3. Next, run InterProScan analysis for each of the subsets. For best results with InterProScan, activate the databases of partner resources (e.g. Panther, SignalP, SMART and TMHMM) and make use of the lookup service which has pre-calculated results (requires internet connection and the latest version of the software). If you intend to perform Gene Ontology enrichment analysis, which will be detailed in the next section, the --goterms and --iprlookup options are required. Detailed information about InterProScan configuration can be found in InterProScan Documentation page (https://github.com/ebi-pf-team/interproscan).
  
  [Tip 4] In the case you are using conda tool, check if your Python and Java JDK/JRE versions match InterProScan’s requirements.
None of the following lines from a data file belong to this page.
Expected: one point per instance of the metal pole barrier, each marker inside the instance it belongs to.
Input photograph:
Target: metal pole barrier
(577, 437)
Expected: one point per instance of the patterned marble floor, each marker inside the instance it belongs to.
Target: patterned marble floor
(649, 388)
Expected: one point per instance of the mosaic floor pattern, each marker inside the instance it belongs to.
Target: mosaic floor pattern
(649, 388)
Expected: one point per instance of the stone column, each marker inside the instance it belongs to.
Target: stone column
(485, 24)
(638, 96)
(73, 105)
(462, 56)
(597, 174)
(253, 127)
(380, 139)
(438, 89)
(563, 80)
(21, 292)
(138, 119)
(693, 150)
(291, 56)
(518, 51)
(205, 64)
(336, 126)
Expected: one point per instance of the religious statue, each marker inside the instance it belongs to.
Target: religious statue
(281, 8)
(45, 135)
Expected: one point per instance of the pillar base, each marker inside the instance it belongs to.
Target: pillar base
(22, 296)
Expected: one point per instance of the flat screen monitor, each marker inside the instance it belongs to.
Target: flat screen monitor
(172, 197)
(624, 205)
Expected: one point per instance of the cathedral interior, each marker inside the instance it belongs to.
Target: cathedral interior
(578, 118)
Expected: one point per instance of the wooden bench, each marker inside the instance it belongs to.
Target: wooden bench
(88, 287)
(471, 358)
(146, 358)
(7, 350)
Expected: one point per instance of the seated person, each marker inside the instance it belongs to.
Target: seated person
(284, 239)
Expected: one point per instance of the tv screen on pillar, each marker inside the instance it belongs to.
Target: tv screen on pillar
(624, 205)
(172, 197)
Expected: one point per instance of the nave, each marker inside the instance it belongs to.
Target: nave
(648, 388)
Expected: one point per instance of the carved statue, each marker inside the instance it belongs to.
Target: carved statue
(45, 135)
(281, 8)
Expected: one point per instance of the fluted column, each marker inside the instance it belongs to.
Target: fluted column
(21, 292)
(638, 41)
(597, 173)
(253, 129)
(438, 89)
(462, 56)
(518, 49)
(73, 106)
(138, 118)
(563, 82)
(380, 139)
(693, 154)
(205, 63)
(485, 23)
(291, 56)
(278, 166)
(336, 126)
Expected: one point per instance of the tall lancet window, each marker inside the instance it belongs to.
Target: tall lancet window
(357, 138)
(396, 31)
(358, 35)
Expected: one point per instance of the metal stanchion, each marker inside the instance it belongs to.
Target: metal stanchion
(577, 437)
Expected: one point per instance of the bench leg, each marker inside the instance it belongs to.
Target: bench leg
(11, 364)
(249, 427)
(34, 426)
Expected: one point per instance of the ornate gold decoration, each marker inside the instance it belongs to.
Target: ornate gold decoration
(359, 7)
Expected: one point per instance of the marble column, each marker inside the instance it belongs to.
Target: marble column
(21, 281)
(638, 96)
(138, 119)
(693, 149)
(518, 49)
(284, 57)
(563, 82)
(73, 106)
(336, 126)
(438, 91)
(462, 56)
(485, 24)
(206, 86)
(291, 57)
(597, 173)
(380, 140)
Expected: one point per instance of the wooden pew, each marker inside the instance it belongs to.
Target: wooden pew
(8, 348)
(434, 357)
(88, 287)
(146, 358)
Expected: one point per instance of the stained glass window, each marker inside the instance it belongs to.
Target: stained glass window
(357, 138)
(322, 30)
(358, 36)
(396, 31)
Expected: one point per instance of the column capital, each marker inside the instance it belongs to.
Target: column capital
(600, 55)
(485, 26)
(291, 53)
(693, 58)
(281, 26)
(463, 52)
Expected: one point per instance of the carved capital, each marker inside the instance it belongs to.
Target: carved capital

If not, it is possible to create new conda environments for running with specific software versions (check how to create new environments at Conda webpage; https://docs.conda.io/projects/conda/en/latest/index.html).
4. If you divided your ORF-predicted transcriptome in several subsets, concatenate all .tsv output files using the “cat” function.
5. [Optional] For integrating Trinotate to the analysis when non-Trinity assemblies are included, it is necessary to provide a gene-transcript relationship of the transcriptome, which can be created with Corset (https://github.com/Oshlack/Corset/wiki):
  1. First, create a Bowtie2 index for the transcriptome assembly file as described in Step C1a;
  2. Next, map back each of the RNA-seq samples used for the assembly to the transcriptome with Bowtie2. If you used both paired and unpaired reads for your assembly, the command would be:
    
    > bowtie2 --all -X <int> -x input_transcriptome.fasta \
    -q -1 sample_n-1.fastq -2 sample_n-2.fastq \
    -U sample_n-1.unpaired.fastq,sample_n-2.unpaired.fastq | \
    samtools view -Sb > sample_n.bam
    
    where -X <int> is the estimated fragment size of your data. If only paired reads were used for the assembly, remove the -U part;
  3. The .bam files are used as input for Corset. First, create the summaries independently for each input sample:
    
    > ./corset -m <int> -r true-stop sample_n.bam
    
    where -m sets to filter out transcripts with fewer than <int> reads, and -r true-stop specifies that only the summaries must be created (outputs .corset-reads). Since we are only interested in having a rough estimation for creating a required input file for Trinotate, we can set -m 0 (consider all transcripts). Later, if performing gene expression analysis, the number of reads mapping to a transcript may be precisely considered by the tool you opt to use.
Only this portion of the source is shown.